É Legal
Podem matar a ICP-Brasil?
Patricia Peck Pinheiro
Publicado em 02/08/2010 às 12:07
Recebi um certificado digital A3 e meu notebook roda Windows 7 e o certificado digital não funciona, o que fazer? O cliente tem que ficar muito atento senão acaba pagando esta conta da obsolecência, conforme alertam os sites das empresas fornecedoras de certificados.O maior desafio da Sociedade “sem papel” ou “paperless” é a tal da “compatibilidade técnica”. Ou seja, com a crescente exigência do uso de Certificação Digital da ICP-Brasil, (Infra-Estrutura de Chaves Públicas Brasileiras) inclusive já alcançando empresas de lucro presumido, todos aqueles que querem se relacionar no âmbito da Receita Federal, que estão envolvidos com Processo Eletrônico do Judiciário ou mesmo Prontuário Eletrônico, como fica a responsabilidade pela adequação do mesmo as novas versões de softwares, especialmente mudanças nos sistemas operacionais (OS)?

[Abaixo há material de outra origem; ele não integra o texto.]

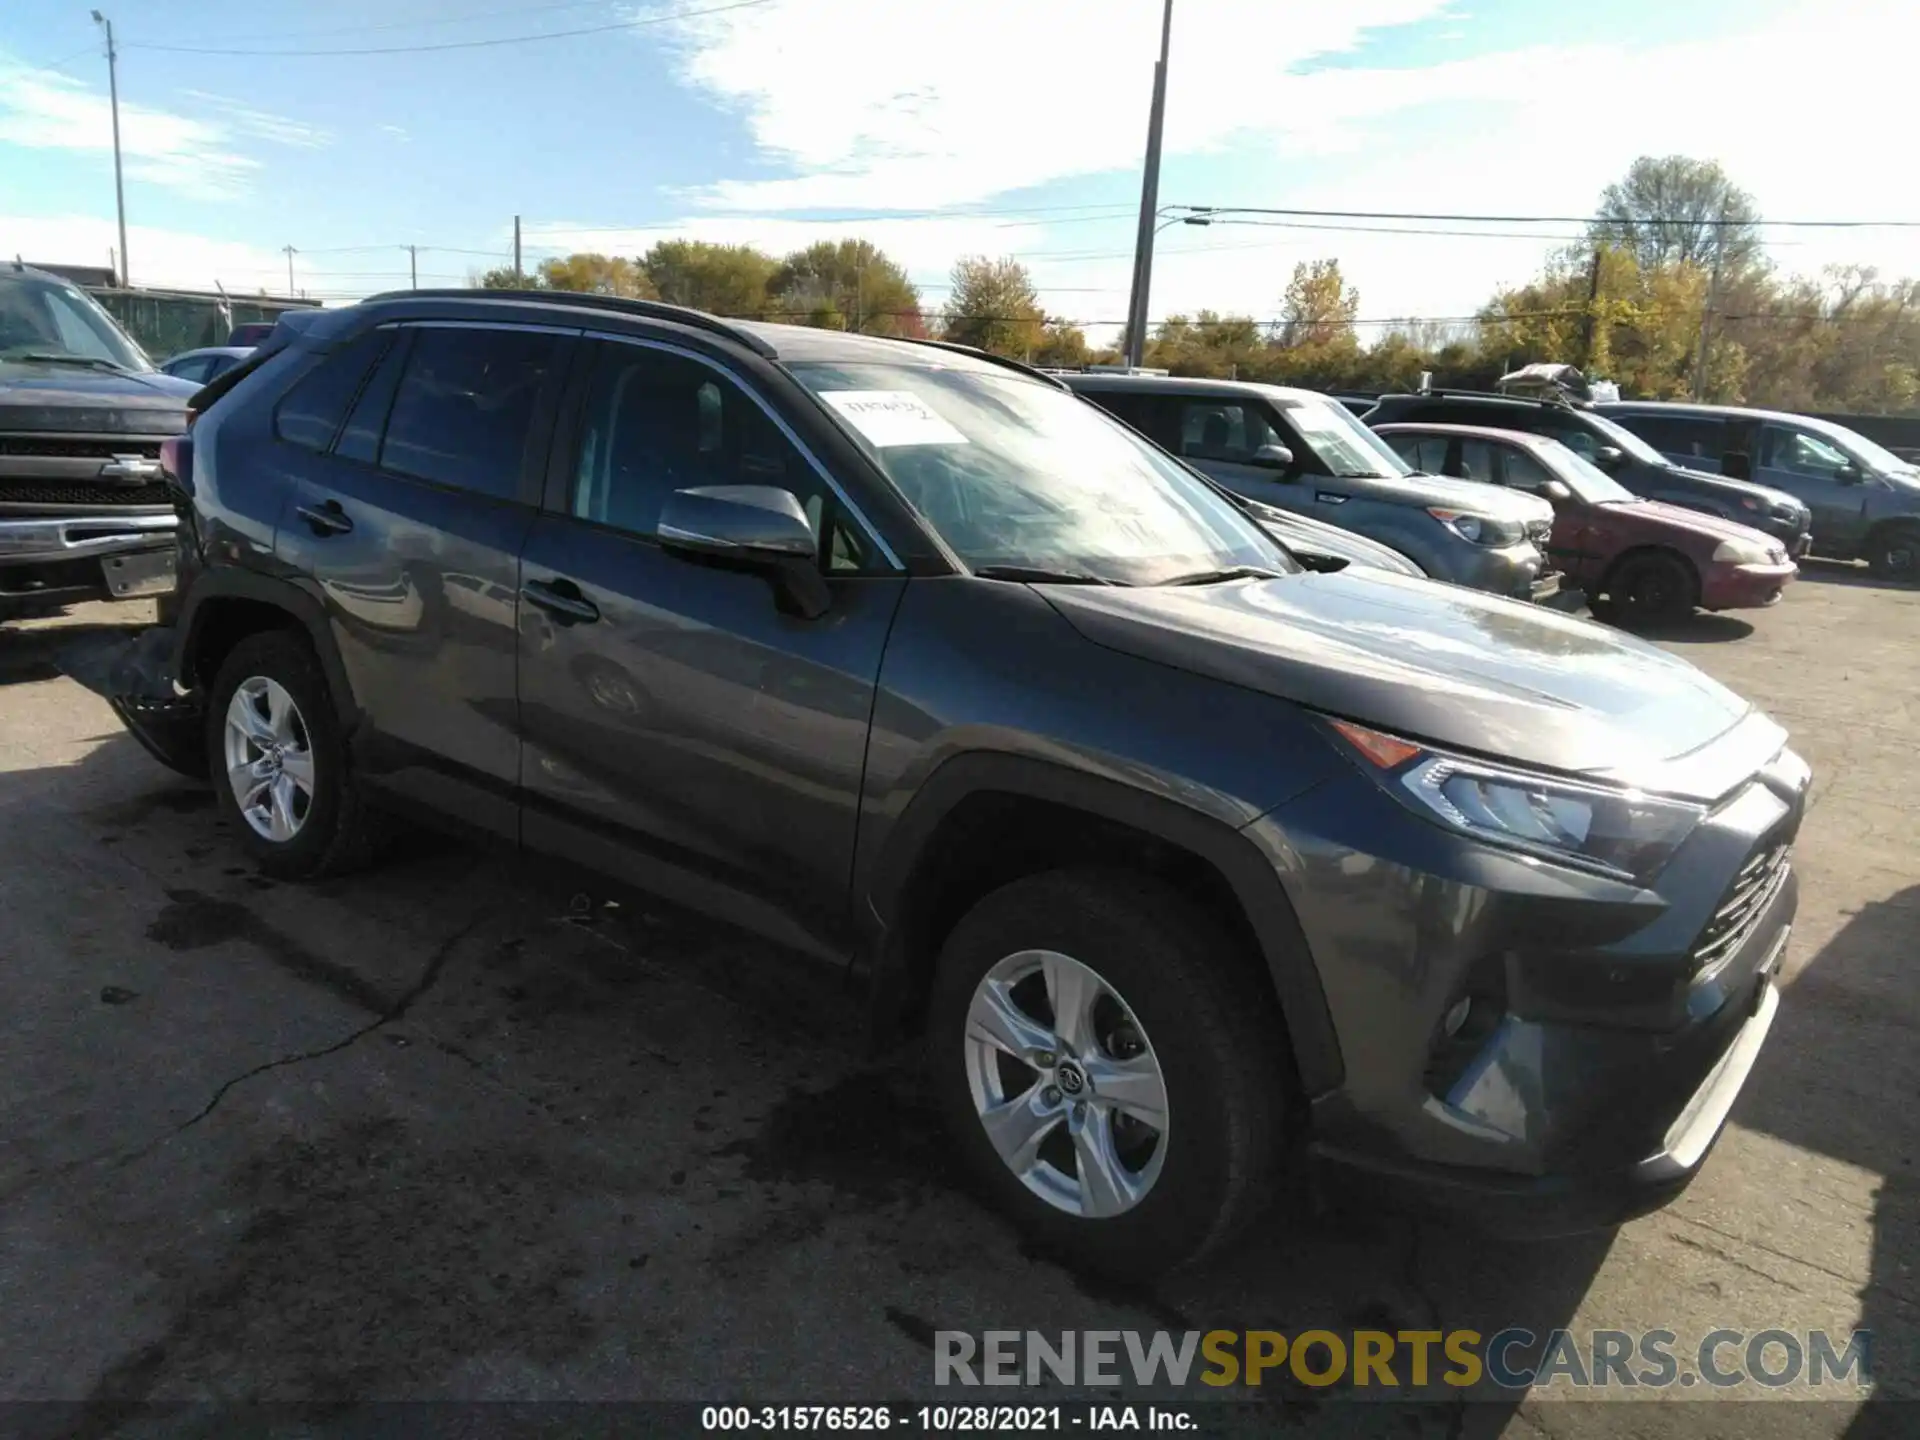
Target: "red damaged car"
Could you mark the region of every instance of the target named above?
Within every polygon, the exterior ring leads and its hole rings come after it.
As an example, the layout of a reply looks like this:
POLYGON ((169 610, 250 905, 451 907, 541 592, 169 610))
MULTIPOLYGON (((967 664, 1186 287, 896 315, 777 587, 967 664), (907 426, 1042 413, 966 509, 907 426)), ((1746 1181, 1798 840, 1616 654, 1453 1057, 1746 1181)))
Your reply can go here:
POLYGON ((1558 440, 1473 425, 1382 425, 1430 475, 1525 490, 1553 506, 1547 553, 1596 616, 1657 624, 1702 610, 1771 605, 1799 568, 1780 542, 1718 515, 1646 500, 1558 440))

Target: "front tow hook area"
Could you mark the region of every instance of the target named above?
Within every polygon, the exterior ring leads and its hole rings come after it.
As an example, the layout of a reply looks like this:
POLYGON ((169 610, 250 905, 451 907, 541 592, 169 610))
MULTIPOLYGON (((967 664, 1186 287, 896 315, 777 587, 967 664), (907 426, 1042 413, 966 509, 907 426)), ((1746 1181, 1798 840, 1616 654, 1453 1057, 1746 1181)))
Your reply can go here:
POLYGON ((113 707, 127 733, 169 770, 208 775, 206 728, 198 692, 174 685, 175 634, 154 625, 131 639, 89 636, 65 646, 54 663, 113 707))

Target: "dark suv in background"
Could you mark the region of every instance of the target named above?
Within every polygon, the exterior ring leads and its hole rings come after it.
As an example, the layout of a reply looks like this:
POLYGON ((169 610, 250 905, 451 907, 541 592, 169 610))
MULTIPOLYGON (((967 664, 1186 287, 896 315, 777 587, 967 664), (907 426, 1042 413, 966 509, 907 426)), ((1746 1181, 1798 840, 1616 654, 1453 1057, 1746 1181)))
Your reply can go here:
POLYGON ((1865 560, 1884 580, 1920 580, 1920 466, 1856 430, 1777 410, 1651 401, 1608 419, 1685 464, 1751 477, 1813 512, 1813 548, 1865 560))
POLYGON ((1086 1263, 1218 1244, 1308 1163, 1609 1223, 1773 1020, 1777 725, 1585 620, 1304 570, 1024 366, 422 291, 283 321, 203 403, 122 713, 259 866, 409 808, 851 965, 1086 1263))
POLYGON ((1794 496, 1678 465, 1583 401, 1434 390, 1382 395, 1363 418, 1369 425, 1478 425, 1545 435, 1636 495, 1738 520, 1771 535, 1790 559, 1805 555, 1811 543, 1812 514, 1794 496))

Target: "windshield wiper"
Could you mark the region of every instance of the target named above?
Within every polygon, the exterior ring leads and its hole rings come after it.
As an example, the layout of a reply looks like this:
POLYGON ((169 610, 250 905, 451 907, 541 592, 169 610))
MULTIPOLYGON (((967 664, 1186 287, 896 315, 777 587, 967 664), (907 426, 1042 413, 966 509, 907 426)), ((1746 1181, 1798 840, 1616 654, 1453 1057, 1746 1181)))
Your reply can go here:
POLYGON ((1191 575, 1176 575, 1162 585, 1218 585, 1228 580, 1278 580, 1280 571, 1264 565, 1230 565, 1224 570, 1196 570, 1191 575))
POLYGON ((25 355, 10 353, 0 358, 25 360, 35 365, 95 365, 103 369, 112 370, 116 374, 124 375, 132 373, 126 366, 115 364, 111 360, 103 360, 98 355, 61 355, 53 352, 29 351, 25 355))
POLYGON ((974 574, 983 580, 1024 580, 1032 585, 1117 585, 1084 570, 1048 570, 1038 565, 976 565, 974 574))

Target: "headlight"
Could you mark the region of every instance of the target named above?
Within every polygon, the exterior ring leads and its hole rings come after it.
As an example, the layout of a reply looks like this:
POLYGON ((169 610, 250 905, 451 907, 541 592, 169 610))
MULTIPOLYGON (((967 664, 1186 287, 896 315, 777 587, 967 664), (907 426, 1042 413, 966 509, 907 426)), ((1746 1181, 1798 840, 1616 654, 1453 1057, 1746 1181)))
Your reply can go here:
POLYGON ((1760 540, 1722 540, 1714 547, 1717 565, 1771 565, 1771 547, 1760 540))
POLYGON ((1396 799, 1489 844, 1644 882, 1693 833, 1704 807, 1496 765, 1330 722, 1396 799))
POLYGON ((1475 545, 1517 545, 1527 533, 1512 520, 1495 520, 1489 515, 1469 515, 1464 510, 1448 510, 1439 505, 1429 505, 1427 513, 1462 540, 1471 540, 1475 545))
POLYGON ((1740 497, 1740 508, 1742 510, 1758 510, 1761 507, 1760 507, 1760 502, 1754 499, 1753 496, 1742 495, 1740 497))

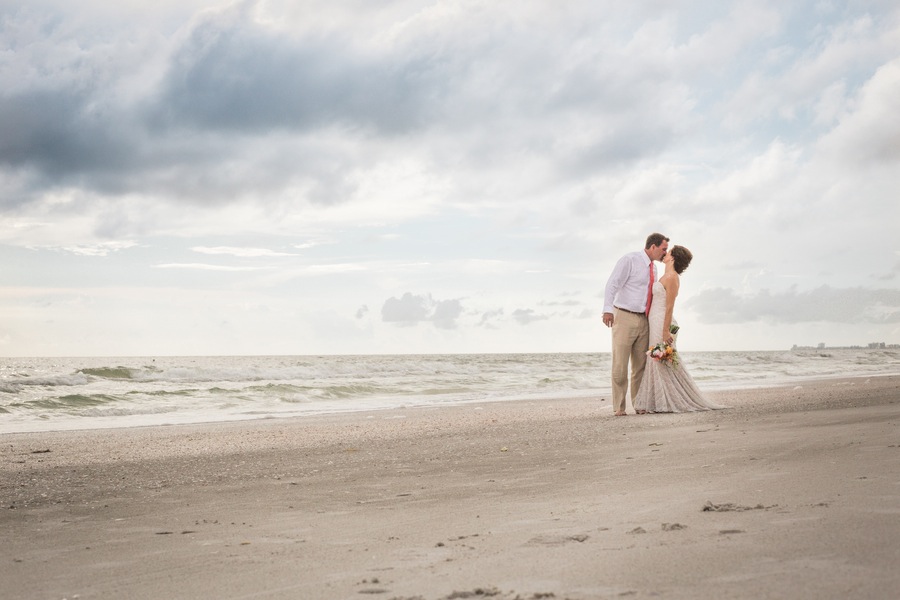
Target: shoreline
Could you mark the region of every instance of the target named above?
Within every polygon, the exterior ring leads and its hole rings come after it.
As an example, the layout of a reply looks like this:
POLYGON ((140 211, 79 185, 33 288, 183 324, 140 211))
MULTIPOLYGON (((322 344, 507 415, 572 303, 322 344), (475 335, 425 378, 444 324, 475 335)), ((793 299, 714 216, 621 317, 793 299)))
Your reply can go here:
MULTIPOLYGON (((881 377, 896 377, 898 376, 896 373, 890 372, 876 372, 876 373, 866 373, 865 375, 860 375, 858 377, 848 377, 846 374, 837 374, 832 376, 823 376, 823 375, 810 375, 806 377, 798 377, 798 376, 789 376, 782 378, 772 378, 767 381, 741 381, 737 385, 734 383, 727 382, 718 382, 718 381, 698 381, 698 385, 703 391, 704 395, 721 395, 727 394, 731 392, 746 392, 746 391, 756 391, 762 389, 769 388, 784 388, 789 386, 802 386, 802 385, 816 385, 816 384, 825 384, 828 382, 845 380, 845 379, 869 379, 869 378, 881 378, 881 377), (774 381, 773 381, 774 379, 774 381)), ((179 421, 178 419, 162 422, 148 422, 148 423, 131 423, 131 424, 123 424, 123 423, 113 423, 113 424, 104 424, 103 426, 98 426, 96 424, 92 425, 82 425, 79 423, 75 423, 74 425, 70 423, 63 425, 56 425, 54 428, 53 424, 41 422, 41 427, 37 428, 26 428, 23 430, 11 430, 5 431, 0 429, 0 441, 2 441, 4 436, 16 436, 16 435, 47 435, 54 433, 75 433, 79 431, 89 432, 89 431, 111 431, 117 429, 141 429, 141 428, 165 428, 165 427, 190 427, 190 426, 214 426, 219 424, 253 424, 260 423, 265 421, 292 421, 292 420, 304 420, 304 419, 317 419, 322 417, 330 417, 330 416, 347 416, 348 418, 352 418, 353 415, 365 414, 365 415, 377 415, 379 413, 383 413, 385 411, 396 411, 396 410, 430 410, 430 409, 445 409, 445 408, 453 408, 453 407, 464 407, 471 405, 479 405, 479 404, 495 404, 495 403, 527 403, 527 402, 593 402, 600 401, 608 402, 609 398, 612 394, 612 390, 609 387, 598 388, 595 390, 583 390, 578 395, 571 395, 568 397, 559 397, 553 395, 547 396, 532 396, 532 397, 513 397, 513 398, 502 398, 502 399, 478 399, 478 400, 449 400, 437 403, 416 403, 415 401, 409 402, 406 404, 399 405, 389 405, 381 408, 346 408, 346 409, 316 409, 310 410, 308 413, 302 414, 267 414, 263 416, 253 416, 253 417, 236 417, 236 418, 217 418, 210 420, 184 420, 179 421)), ((628 400, 629 410, 632 410, 631 400, 628 400)), ((154 415, 156 416, 156 415, 154 415)), ((173 415, 177 416, 177 415, 173 415)), ((86 419, 104 419, 104 417, 86 417, 86 419)), ((106 417, 109 418, 109 417, 106 417)), ((115 417, 112 417, 115 418, 115 417)))
POLYGON ((897 589, 900 376, 707 394, 731 408, 522 400, 0 435, 0 578, 35 599, 897 589))

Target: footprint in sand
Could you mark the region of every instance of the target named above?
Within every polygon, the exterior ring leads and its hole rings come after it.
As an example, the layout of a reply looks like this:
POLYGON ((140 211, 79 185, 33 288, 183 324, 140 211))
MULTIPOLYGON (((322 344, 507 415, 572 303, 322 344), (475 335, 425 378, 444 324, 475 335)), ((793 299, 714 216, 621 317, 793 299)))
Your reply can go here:
POLYGON ((586 533, 574 535, 539 535, 528 540, 529 546, 562 546, 570 542, 584 542, 590 536, 586 533))
POLYGON ((629 531, 628 533, 647 533, 647 530, 644 529, 643 527, 635 527, 634 529, 632 529, 632 530, 629 531))

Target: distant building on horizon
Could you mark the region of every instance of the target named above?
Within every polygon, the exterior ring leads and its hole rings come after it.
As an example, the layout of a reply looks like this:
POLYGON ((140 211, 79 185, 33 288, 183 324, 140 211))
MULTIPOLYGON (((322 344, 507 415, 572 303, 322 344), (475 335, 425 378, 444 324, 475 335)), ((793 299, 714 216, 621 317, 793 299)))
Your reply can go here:
POLYGON ((791 350, 898 350, 900 344, 887 344, 885 342, 869 342, 865 346, 826 346, 825 342, 819 342, 815 346, 798 346, 794 344, 791 350))

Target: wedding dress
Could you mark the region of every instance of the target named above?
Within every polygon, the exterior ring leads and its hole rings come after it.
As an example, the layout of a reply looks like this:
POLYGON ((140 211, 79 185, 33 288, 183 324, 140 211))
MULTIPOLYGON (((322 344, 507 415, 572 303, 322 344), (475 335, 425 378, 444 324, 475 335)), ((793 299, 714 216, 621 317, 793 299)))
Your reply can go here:
MULTIPOLYGON (((653 284, 653 302, 650 304, 650 347, 662 342, 663 323, 666 318, 666 288, 660 282, 653 284)), ((672 320, 675 323, 675 320, 672 320)), ((677 334, 676 334, 677 338, 677 334)), ((674 342, 672 345, 677 344, 674 342)), ((647 367, 641 380, 641 389, 633 400, 636 411, 692 412, 726 408, 710 402, 694 383, 678 356, 678 364, 647 357, 647 367)))

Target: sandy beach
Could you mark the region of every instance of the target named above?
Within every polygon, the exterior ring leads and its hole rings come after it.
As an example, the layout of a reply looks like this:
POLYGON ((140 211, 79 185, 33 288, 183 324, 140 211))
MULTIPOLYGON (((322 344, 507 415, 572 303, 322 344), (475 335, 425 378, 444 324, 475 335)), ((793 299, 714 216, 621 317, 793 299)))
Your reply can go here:
POLYGON ((891 598, 900 376, 0 436, 3 598, 891 598))

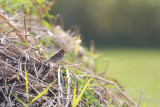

Há muito se fala que o maior problema na vida de um hardware é o software, e podemos dizer que isso está sendo recorrente na vida do portador de um certificado digital da ICP-Brasil. Cabe ao Instituto Nacional de Tecnologia da Informação (ITI), autarquia federal vinculada a Casa Civil da Presidência da República, primeira autoridade da cadeia de certificação, AC-Raiz, a responsabilidade por manter a Infra-Estrutura de Chaves Públicas Brasileiras, estimular e articular projetos de pesquisa científica e de desenvolvimento tecnológico voltados à ampliação da cidadania digital, a popularização da certificação e da inclusão digital, atuando sobre questões como sistemas criptográficos, software livre, hardware compatíveis com padrões abertos e universais, convergência digital de mídias, entre outras.
O modelo da ICP-Brasil inaugurado pela MP 2.200 de 2001, que até hoje não virou lei (tramita o projeto de lei PL 7316/2002) precisa ser funcional, e para que isso ocorra sua viabilidade se passa pela manutenção de sua aderência técnica aos novos sistemas operacionais, tais como o Windows 7 (antes o problema era o Vista, ou seja, só se for XP?). Com todo o esforço feito nos últimos anos para fazer pegar a certificação digital, não pode um usuário assinar digitalmente e outra parte não conseguir ver, ou ter uma mensagem de “inseguro” ou “arquivo corrompido”. É essencial garantir segurança jurídica da mesma, que se passa por atualização técnica, integração, padronização, a tal da “compatibilidade”.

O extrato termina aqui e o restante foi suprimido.